Full_Name: Brandon Hume Version: 2.4.28 OS: RHEL EL6.1, kernel 2.6.32-131.12.1.el6.x86_64 URL: http://den.bofh.ca/~hume/ol_v3_fail_syslog.txt Submission from: (NULL) (2001:410:a010:2:223:aeff:fe74:400e) OpenLDAP 2.4.28 compiled with BerkeleyDB 5.2.36, attempting to configure for multi-master replication. Problems occurred with the second server complaining about operations errors while attempting to replicate the cn=config tree; I've been able to reproduce the problem from the command line using ldapsearch from the same compile. The host is RHEL 6.1 running inside VMWare. Version of OpenLDAP is 2.4.28, compiled with BerkeleyDB 5.2.36 (no patches available from Oracle at the time I downloaded). Configuration options used are visible in http://den.bofh.ca/~hume/config_ol_sh.txt The problem does *not* seem to be consistent, as *sometimes* it will work but most of the time not. I've run the example query once, had it fail, run it again immediately and had it succeed, and then again fail a dozen times in a row. Wireshark traces showed the connection was established using LDAPv3; putting the server in debug "Any" mode also confirms the same. The syslogs generated are viewable at http://den.bofh.ca/~hume/ol_v3_fail_syslog.txt I've compiled 2.4.27 with the same options and it *seemed* to behave, though I may have merely gotten lucky. Example ldapsearch invocation: $ /appl/ldap/bin/ldapsearch -x -D 'cn=config' -h kil-ds-3.its.dal.ca -b cn=config -w bindpass -s sub -E sync=rp -e manageDSAit 'objectclass=*' # extended LDIF # # LDAPv3 # base <cn=config> with scope subtree # filter: objectclass=* # requesting: ALL # with manageDSAit control # # search result search: 2 result: 2 Protocol error text: controls require LDAPv3 # numResponses: 1 ldap_result: Can't contact LDAP server (-1) These servers are not yet in production and I have ~two weeks to play and tweak to generate more debugging information if you'd find it useful.

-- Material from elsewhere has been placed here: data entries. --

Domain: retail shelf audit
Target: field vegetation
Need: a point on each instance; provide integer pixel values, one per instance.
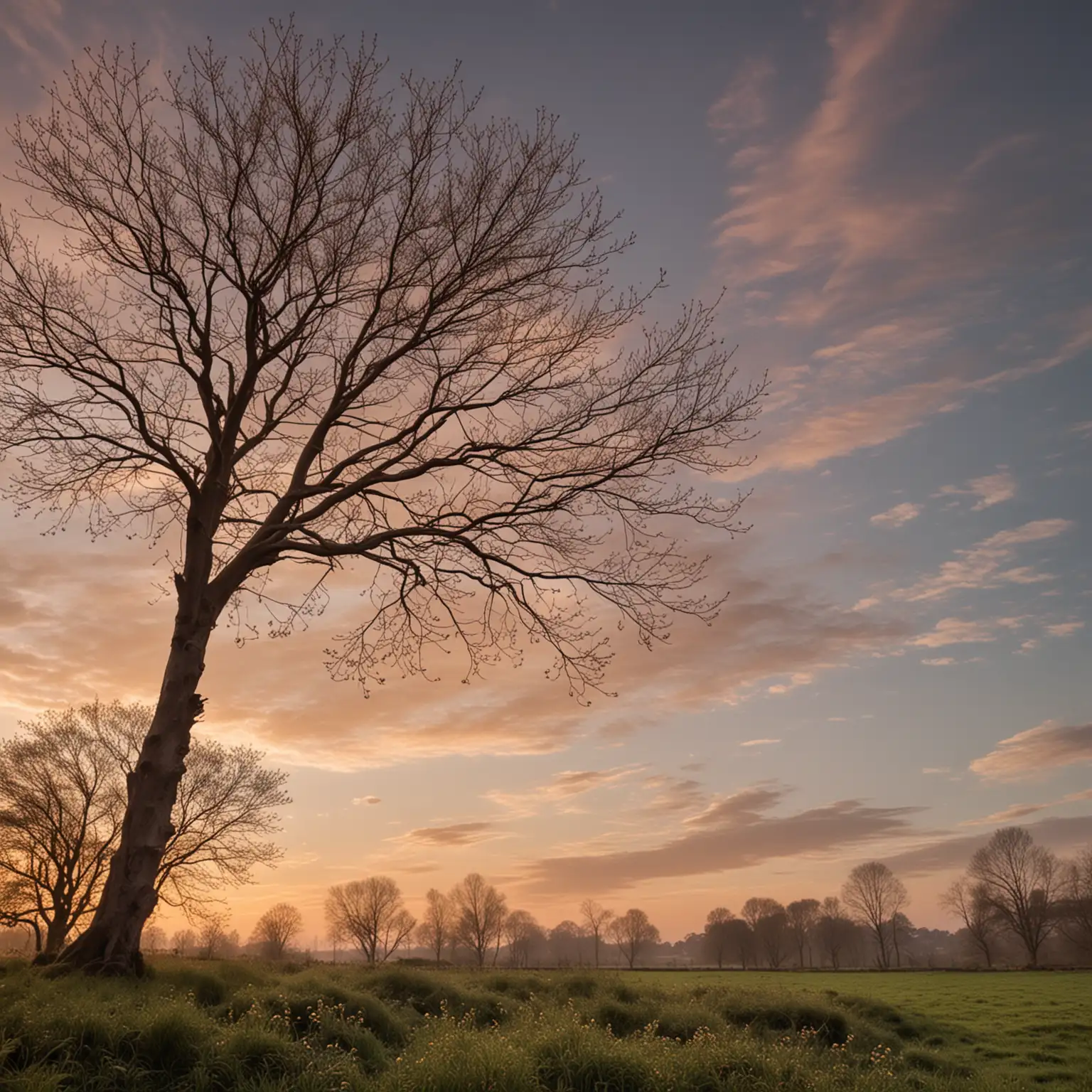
(252, 1026)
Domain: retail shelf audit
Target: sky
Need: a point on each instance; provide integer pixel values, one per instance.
(892, 197)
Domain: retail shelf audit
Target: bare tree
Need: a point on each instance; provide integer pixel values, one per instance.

hume-ol@bofh.ca wrote: > Full_Name: Brandon Hume > Version: 2.4.28 > OS: RHEL EL6.1, kernel 2.6.32-131.12.1.el6.x86_64 > URL: http://den.bofh.ca/~hume/ol_v3_fail_syslog.txt > Submission from: (NULL) (2001:410:a010:2:223:aeff:fe74:400e) > > > OpenLDAP 2.4.28 compiled with BerkeleyDB 5.2.36, attempting to configure for > multi-master replication. Problems occurred with the second server complaining > about operations errors while attempting to replicate the cn=config tree; I've > been able to reproduce the problem from the command line using ldapsearch from > the same compile. > > The host is RHEL 6.1 running inside VMWare. Version of OpenLDAP is 2.4.28, > compiled with BerkeleyDB 5.2.36 (no patches available from Oracle at the time I > downloaded). Configuration options used are visible in > http://den.bofh.ca/~hume/config_ol_sh.txt > > The problem does *not* seem to be consistent, as *sometimes* it will work but > most of the time not. I've run the example query once, had it fail, run it > again immediately and had it succeed, and then again fail a dozen times in a > row. Wireshark traces showed the connection was established using LDAPv3; > putting the server in debug "Any" mode also confirms the same. The syslogs > generated are viewable at http://den.bofh.ca/~hume/ol_v3_fail_syslog.txt > > I've compiled 2.4.27 with the same options and it *seemed* to behave, though I > may have merely gotten lucky. Only two source files are changed between 2.4.27 and 2.4.28, and neither of the changes affect cn=config, syncrepl, or Bind operations. If you're seeing a difference in behavior here then I can only conclude that your build environment is corrupted. > Example ldapsearch invocation: > > $ /appl/ldap/bin/ldapsearch -x -D 'cn=config' -h kil-ds-3.its.dal.ca -b > cn=config -w bindpass -s sub -E sync=rp -e manageDSAit 'objectclass=*' > # extended LDIF > # > # LDAPv3 > # base<cn=config> with scope subtree > # filter: objectclass=* > # requesting: ALL > # with manageDSAit control > # > > # search result > search: 2 > result: 2 Protocol error > text: controls require LDAPv3 > > # numResponses: 1 > ldap_result: Can't contact LDAP server (-1) > > > These servers are not yet in production and I have ~two weeks to play and tweak > to generate more debugging information if you'd find it useful. > > -- -- Howard Chu CTO, Symas Corp. http://www.symas.com Director, Highland Sun http://highlandsun.com/hyc/ Chief Architect, OpenLDAP http://www.openldap.org/project/
changed state Open to Feedback
I have reproduced the problem on 2.4.27. The mentioned ldapsearch query seems to have a high probability of success if run immediately after server start, which also seems true on 2.4.28. I threw in an extra Debug() line and op->op_protocol == 2 at the check. I'm rebuilding with as many debugging symbols enabled as possible to try to figure out what's going on.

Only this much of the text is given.